The isomeric principle states that when two physical phenomena share identical part elements in varied arrangement, a transformative reordering has been operative in the diversification. Prime examples are the hardest and softest minerals of the carbon group, diamond and graphite. My study extends the applicability of the isomeric principle to include acoustic frequency phenomena to account for the developmental transformation of vocalized referential signal utterances into syllabic phonological lexical entities. In the evolution of speech, it created an entirely new optimized means of information exchange: signal cries are asystematic, idiosyncratic utterances in circumscribed surroundings in structural and constructive contrast to the systematical multiplicity of lexical diversification by means of a primal generative formula: the universal systematic codification of all possible phenomena—the speech code.

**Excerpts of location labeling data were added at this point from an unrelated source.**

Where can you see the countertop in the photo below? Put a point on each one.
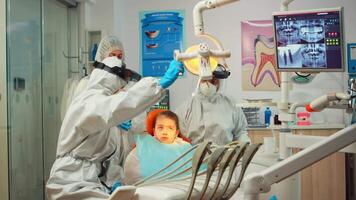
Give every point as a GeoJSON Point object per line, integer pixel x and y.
{"type": "Point", "coordinates": [313, 126]}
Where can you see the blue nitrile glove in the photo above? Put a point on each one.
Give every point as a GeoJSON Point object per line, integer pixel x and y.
{"type": "Point", "coordinates": [115, 186]}
{"type": "Point", "coordinates": [126, 125]}
{"type": "Point", "coordinates": [172, 73]}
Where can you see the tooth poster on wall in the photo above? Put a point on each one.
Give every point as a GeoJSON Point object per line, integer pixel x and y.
{"type": "Point", "coordinates": [258, 60]}
{"type": "Point", "coordinates": [161, 33]}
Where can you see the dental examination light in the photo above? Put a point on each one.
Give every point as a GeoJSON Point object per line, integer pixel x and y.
{"type": "Point", "coordinates": [200, 59]}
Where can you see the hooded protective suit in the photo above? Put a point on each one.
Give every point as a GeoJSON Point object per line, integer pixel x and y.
{"type": "Point", "coordinates": [209, 115]}
{"type": "Point", "coordinates": [88, 151]}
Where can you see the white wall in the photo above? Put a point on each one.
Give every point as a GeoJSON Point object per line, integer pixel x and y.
{"type": "Point", "coordinates": [100, 16]}
{"type": "Point", "coordinates": [224, 23]}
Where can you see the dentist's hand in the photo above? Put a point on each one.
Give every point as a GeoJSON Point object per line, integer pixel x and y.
{"type": "Point", "coordinates": [125, 125]}
{"type": "Point", "coordinates": [175, 68]}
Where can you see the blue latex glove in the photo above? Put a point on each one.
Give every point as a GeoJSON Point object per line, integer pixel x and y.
{"type": "Point", "coordinates": [174, 69]}
{"type": "Point", "coordinates": [126, 125]}
{"type": "Point", "coordinates": [115, 186]}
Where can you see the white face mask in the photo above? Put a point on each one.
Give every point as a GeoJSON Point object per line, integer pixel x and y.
{"type": "Point", "coordinates": [207, 89]}
{"type": "Point", "coordinates": [129, 85]}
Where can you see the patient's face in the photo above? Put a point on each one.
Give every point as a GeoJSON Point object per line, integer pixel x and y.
{"type": "Point", "coordinates": [165, 130]}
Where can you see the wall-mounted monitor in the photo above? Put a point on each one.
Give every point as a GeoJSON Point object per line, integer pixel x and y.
{"type": "Point", "coordinates": [309, 40]}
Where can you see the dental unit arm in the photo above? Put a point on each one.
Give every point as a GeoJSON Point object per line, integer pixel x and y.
{"type": "Point", "coordinates": [331, 100]}
{"type": "Point", "coordinates": [204, 52]}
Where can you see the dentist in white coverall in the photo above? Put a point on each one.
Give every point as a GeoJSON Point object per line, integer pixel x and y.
{"type": "Point", "coordinates": [86, 145]}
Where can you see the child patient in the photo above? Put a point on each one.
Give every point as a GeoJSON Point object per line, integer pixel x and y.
{"type": "Point", "coordinates": [153, 153]}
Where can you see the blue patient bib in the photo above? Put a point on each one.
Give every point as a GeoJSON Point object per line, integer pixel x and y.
{"type": "Point", "coordinates": [154, 155]}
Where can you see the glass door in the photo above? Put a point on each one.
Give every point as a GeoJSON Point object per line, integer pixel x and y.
{"type": "Point", "coordinates": [39, 34]}
{"type": "Point", "coordinates": [24, 84]}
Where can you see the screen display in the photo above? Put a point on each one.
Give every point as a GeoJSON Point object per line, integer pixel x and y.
{"type": "Point", "coordinates": [309, 40]}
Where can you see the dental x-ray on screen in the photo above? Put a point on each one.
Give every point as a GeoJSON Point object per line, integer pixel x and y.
{"type": "Point", "coordinates": [309, 41]}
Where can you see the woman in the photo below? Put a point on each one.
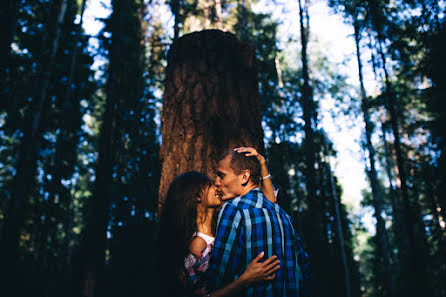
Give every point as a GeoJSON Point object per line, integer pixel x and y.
{"type": "Point", "coordinates": [186, 238]}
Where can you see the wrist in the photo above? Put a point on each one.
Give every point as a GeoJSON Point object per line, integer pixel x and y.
{"type": "Point", "coordinates": [244, 280]}
{"type": "Point", "coordinates": [266, 176]}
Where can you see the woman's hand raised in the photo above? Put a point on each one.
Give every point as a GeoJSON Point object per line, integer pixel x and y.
{"type": "Point", "coordinates": [261, 271]}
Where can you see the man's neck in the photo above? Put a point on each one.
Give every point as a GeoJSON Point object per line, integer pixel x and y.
{"type": "Point", "coordinates": [247, 189]}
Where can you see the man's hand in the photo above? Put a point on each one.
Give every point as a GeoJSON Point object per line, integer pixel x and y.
{"type": "Point", "coordinates": [259, 272]}
{"type": "Point", "coordinates": [249, 151]}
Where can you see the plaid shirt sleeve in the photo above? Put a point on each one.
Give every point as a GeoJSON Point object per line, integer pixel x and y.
{"type": "Point", "coordinates": [225, 264]}
{"type": "Point", "coordinates": [305, 283]}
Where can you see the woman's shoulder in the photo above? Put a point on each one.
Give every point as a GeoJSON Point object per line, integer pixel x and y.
{"type": "Point", "coordinates": [197, 246]}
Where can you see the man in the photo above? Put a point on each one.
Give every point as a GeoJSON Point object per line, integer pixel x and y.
{"type": "Point", "coordinates": [248, 224]}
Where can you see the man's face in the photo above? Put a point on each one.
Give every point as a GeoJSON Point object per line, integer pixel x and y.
{"type": "Point", "coordinates": [229, 185]}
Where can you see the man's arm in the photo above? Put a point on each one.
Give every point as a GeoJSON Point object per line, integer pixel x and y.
{"type": "Point", "coordinates": [228, 249]}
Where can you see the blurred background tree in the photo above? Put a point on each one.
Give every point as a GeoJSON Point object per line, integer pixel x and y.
{"type": "Point", "coordinates": [80, 134]}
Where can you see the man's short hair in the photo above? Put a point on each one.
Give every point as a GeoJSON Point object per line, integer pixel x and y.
{"type": "Point", "coordinates": [240, 162]}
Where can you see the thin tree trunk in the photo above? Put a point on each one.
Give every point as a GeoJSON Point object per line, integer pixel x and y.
{"type": "Point", "coordinates": [26, 165]}
{"type": "Point", "coordinates": [94, 243]}
{"type": "Point", "coordinates": [315, 236]}
{"type": "Point", "coordinates": [376, 191]}
{"type": "Point", "coordinates": [339, 227]}
{"type": "Point", "coordinates": [176, 4]}
{"type": "Point", "coordinates": [414, 255]}
{"type": "Point", "coordinates": [242, 19]}
{"type": "Point", "coordinates": [8, 19]}
{"type": "Point", "coordinates": [211, 103]}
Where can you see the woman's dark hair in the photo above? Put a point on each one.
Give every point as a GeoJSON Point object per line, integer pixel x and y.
{"type": "Point", "coordinates": [178, 223]}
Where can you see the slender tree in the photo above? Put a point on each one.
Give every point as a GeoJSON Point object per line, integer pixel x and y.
{"type": "Point", "coordinates": [25, 168]}
{"type": "Point", "coordinates": [373, 176]}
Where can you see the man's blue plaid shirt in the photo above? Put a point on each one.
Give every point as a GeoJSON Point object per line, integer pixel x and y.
{"type": "Point", "coordinates": [248, 225]}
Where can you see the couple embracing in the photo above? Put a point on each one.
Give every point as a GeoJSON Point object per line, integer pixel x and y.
{"type": "Point", "coordinates": [202, 256]}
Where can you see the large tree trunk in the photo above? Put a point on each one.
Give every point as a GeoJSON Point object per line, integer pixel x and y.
{"type": "Point", "coordinates": [373, 176]}
{"type": "Point", "coordinates": [211, 103]}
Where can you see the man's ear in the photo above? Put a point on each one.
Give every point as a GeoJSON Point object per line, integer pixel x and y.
{"type": "Point", "coordinates": [246, 174]}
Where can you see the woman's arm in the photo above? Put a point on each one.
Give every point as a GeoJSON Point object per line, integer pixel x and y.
{"type": "Point", "coordinates": [266, 184]}
{"type": "Point", "coordinates": [256, 272]}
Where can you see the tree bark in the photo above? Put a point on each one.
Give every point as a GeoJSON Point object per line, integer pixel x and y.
{"type": "Point", "coordinates": [414, 255]}
{"type": "Point", "coordinates": [381, 232]}
{"type": "Point", "coordinates": [345, 265]}
{"type": "Point", "coordinates": [211, 103]}
{"type": "Point", "coordinates": [8, 18]}
{"type": "Point", "coordinates": [315, 235]}
{"type": "Point", "coordinates": [94, 241]}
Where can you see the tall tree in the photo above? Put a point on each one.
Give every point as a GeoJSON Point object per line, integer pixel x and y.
{"type": "Point", "coordinates": [211, 85]}
{"type": "Point", "coordinates": [25, 168]}
{"type": "Point", "coordinates": [373, 176]}
{"type": "Point", "coordinates": [312, 237]}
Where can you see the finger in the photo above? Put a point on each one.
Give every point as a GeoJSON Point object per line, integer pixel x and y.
{"type": "Point", "coordinates": [269, 260]}
{"type": "Point", "coordinates": [273, 268]}
{"type": "Point", "coordinates": [270, 277]}
{"type": "Point", "coordinates": [259, 256]}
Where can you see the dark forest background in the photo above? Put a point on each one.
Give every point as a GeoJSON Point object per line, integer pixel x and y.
{"type": "Point", "coordinates": [79, 145]}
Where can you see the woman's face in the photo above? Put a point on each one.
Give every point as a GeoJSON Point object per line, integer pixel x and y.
{"type": "Point", "coordinates": [212, 199]}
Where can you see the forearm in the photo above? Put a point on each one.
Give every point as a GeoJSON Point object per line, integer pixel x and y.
{"type": "Point", "coordinates": [266, 185]}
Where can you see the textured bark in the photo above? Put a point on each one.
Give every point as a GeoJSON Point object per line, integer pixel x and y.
{"type": "Point", "coordinates": [381, 231]}
{"type": "Point", "coordinates": [211, 103]}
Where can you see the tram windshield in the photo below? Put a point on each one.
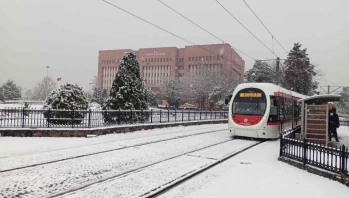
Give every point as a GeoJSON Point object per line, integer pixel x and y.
{"type": "Point", "coordinates": [250, 101]}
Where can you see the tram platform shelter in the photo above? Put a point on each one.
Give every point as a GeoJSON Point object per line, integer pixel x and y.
{"type": "Point", "coordinates": [315, 117]}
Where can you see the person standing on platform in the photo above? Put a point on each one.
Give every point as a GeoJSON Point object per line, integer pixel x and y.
{"type": "Point", "coordinates": [333, 124]}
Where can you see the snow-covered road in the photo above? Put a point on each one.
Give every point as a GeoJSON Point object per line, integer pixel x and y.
{"type": "Point", "coordinates": [149, 179]}
{"type": "Point", "coordinates": [257, 173]}
{"type": "Point", "coordinates": [253, 173]}
{"type": "Point", "coordinates": [59, 154]}
{"type": "Point", "coordinates": [45, 180]}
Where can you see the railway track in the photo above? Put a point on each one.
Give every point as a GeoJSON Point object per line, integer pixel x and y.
{"type": "Point", "coordinates": [171, 184]}
{"type": "Point", "coordinates": [104, 142]}
{"type": "Point", "coordinates": [109, 150]}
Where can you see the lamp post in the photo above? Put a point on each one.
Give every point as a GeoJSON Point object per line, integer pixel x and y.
{"type": "Point", "coordinates": [47, 67]}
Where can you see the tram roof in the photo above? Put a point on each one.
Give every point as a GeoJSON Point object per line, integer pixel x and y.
{"type": "Point", "coordinates": [320, 99]}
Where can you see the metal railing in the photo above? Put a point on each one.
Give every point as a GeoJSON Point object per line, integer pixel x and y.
{"type": "Point", "coordinates": [334, 159]}
{"type": "Point", "coordinates": [41, 118]}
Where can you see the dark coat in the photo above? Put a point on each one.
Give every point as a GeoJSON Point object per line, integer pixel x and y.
{"type": "Point", "coordinates": [333, 123]}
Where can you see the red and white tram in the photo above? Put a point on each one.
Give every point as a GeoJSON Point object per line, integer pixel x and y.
{"type": "Point", "coordinates": [257, 110]}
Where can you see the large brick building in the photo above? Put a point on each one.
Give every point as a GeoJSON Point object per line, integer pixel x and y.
{"type": "Point", "coordinates": [160, 65]}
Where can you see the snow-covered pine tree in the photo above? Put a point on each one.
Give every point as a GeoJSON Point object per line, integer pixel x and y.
{"type": "Point", "coordinates": [11, 91]}
{"type": "Point", "coordinates": [299, 72]}
{"type": "Point", "coordinates": [127, 93]}
{"type": "Point", "coordinates": [67, 97]}
{"type": "Point", "coordinates": [152, 99]}
{"type": "Point", "coordinates": [261, 72]}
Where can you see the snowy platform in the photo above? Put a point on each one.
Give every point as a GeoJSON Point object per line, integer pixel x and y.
{"type": "Point", "coordinates": [258, 173]}
{"type": "Point", "coordinates": [343, 137]}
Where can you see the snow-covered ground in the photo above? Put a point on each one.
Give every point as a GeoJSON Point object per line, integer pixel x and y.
{"type": "Point", "coordinates": [101, 144]}
{"type": "Point", "coordinates": [17, 146]}
{"type": "Point", "coordinates": [258, 173]}
{"type": "Point", "coordinates": [40, 181]}
{"type": "Point", "coordinates": [132, 185]}
{"type": "Point", "coordinates": [253, 173]}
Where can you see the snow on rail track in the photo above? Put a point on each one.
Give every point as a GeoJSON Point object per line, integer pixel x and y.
{"type": "Point", "coordinates": [42, 158]}
{"type": "Point", "coordinates": [24, 146]}
{"type": "Point", "coordinates": [156, 178]}
{"type": "Point", "coordinates": [50, 179]}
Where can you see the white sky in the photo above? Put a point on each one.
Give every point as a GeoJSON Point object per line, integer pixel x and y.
{"type": "Point", "coordinates": [67, 34]}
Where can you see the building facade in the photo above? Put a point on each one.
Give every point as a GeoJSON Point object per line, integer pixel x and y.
{"type": "Point", "coordinates": [160, 65]}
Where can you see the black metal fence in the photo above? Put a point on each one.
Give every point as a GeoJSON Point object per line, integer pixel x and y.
{"type": "Point", "coordinates": [344, 122]}
{"type": "Point", "coordinates": [40, 118]}
{"type": "Point", "coordinates": [334, 159]}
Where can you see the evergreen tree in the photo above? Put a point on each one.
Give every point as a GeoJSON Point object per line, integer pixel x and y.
{"type": "Point", "coordinates": [299, 72]}
{"type": "Point", "coordinates": [343, 104]}
{"type": "Point", "coordinates": [99, 96]}
{"type": "Point", "coordinates": [11, 91]}
{"type": "Point", "coordinates": [67, 97]}
{"type": "Point", "coordinates": [127, 92]}
{"type": "Point", "coordinates": [261, 72]}
{"type": "Point", "coordinates": [47, 84]}
{"type": "Point", "coordinates": [2, 98]}
{"type": "Point", "coordinates": [152, 99]}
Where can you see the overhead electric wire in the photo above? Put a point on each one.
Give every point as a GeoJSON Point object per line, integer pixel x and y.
{"type": "Point", "coordinates": [203, 28]}
{"type": "Point", "coordinates": [265, 27]}
{"type": "Point", "coordinates": [164, 29]}
{"type": "Point", "coordinates": [245, 27]}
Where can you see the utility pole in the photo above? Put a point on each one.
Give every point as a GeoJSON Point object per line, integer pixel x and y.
{"type": "Point", "coordinates": [46, 80]}
{"type": "Point", "coordinates": [277, 71]}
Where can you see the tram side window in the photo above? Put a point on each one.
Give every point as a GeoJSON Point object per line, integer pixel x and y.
{"type": "Point", "coordinates": [288, 109]}
{"type": "Point", "coordinates": [273, 115]}
{"type": "Point", "coordinates": [297, 110]}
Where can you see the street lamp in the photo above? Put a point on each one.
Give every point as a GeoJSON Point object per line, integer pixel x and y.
{"type": "Point", "coordinates": [47, 67]}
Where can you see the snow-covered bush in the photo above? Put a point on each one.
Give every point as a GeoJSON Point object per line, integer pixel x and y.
{"type": "Point", "coordinates": [127, 93]}
{"type": "Point", "coordinates": [67, 97]}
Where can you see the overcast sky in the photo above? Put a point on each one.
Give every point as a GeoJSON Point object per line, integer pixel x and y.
{"type": "Point", "coordinates": [67, 34]}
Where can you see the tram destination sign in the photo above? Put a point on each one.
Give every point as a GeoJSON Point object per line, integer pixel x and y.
{"type": "Point", "coordinates": [250, 95]}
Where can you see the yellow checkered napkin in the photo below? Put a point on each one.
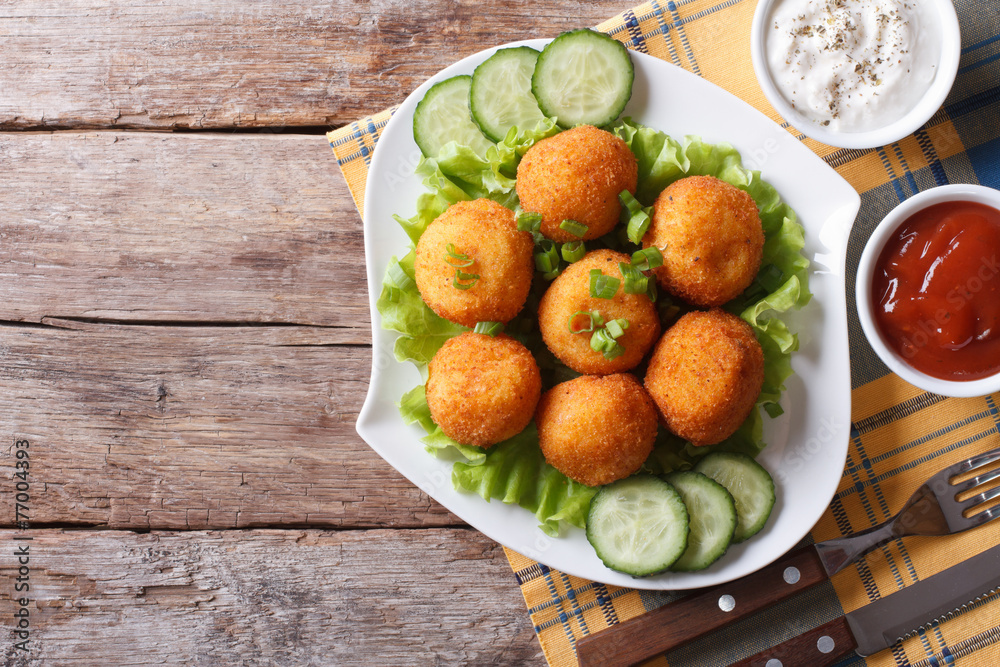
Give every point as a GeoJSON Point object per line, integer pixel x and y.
{"type": "Point", "coordinates": [899, 435]}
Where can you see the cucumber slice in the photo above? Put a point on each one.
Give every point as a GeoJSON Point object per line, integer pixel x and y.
{"type": "Point", "coordinates": [501, 93]}
{"type": "Point", "coordinates": [712, 514]}
{"type": "Point", "coordinates": [751, 486]}
{"type": "Point", "coordinates": [638, 525]}
{"type": "Point", "coordinates": [443, 116]}
{"type": "Point", "coordinates": [583, 78]}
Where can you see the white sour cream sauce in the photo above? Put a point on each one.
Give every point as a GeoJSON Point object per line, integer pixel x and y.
{"type": "Point", "coordinates": [852, 65]}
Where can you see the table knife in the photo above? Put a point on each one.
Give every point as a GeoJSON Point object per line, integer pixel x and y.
{"type": "Point", "coordinates": [880, 624]}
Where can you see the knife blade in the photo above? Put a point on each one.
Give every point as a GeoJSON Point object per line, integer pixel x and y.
{"type": "Point", "coordinates": [880, 624]}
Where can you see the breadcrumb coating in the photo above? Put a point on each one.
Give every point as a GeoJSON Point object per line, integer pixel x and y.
{"type": "Point", "coordinates": [486, 233]}
{"type": "Point", "coordinates": [570, 293]}
{"type": "Point", "coordinates": [577, 175]}
{"type": "Point", "coordinates": [597, 429]}
{"type": "Point", "coordinates": [711, 238]}
{"type": "Point", "coordinates": [482, 390]}
{"type": "Point", "coordinates": [705, 375]}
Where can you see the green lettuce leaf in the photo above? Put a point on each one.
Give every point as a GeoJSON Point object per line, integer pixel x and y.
{"type": "Point", "coordinates": [422, 331]}
{"type": "Point", "coordinates": [414, 410]}
{"type": "Point", "coordinates": [515, 471]}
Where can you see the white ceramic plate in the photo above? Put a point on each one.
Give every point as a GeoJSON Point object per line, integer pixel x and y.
{"type": "Point", "coordinates": [807, 446]}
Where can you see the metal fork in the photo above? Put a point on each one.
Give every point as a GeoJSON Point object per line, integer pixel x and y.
{"type": "Point", "coordinates": [934, 509]}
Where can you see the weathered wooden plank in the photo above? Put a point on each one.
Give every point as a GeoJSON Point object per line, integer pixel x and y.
{"type": "Point", "coordinates": [141, 226]}
{"type": "Point", "coordinates": [154, 427]}
{"type": "Point", "coordinates": [191, 64]}
{"type": "Point", "coordinates": [266, 598]}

For the evolution of speech, isomeric transformation was concurrently a functional reordering and a generative methodization. “In the structural economy of Nature, isomerism is not an exception, it is the rule…the isomeric difference in construction is enough…for an entirely different way of functioning.” (E. Schrödinger) This new way of functioning as the result of isomeric reordering became the distinguishing feature of speech. In contrast to the idiosyncratic acoustic frequency structure of individual signal calls, isomerism produced an ordered set in which each syllabic utterance was uniformly structured: the tonal segments (vowels and vowel equivalents) invariably occupied the wave crest, with the optional atonal and semitonal segments (consonants) appearing at the rising and descending margins of the wave. The stability of the set made its methodical reiteration possible, while the marginal segments provided the capacity for combinatory construction. Combinatory permutation and syllable-to-syllable addition characterize the generative systematic process of word construction.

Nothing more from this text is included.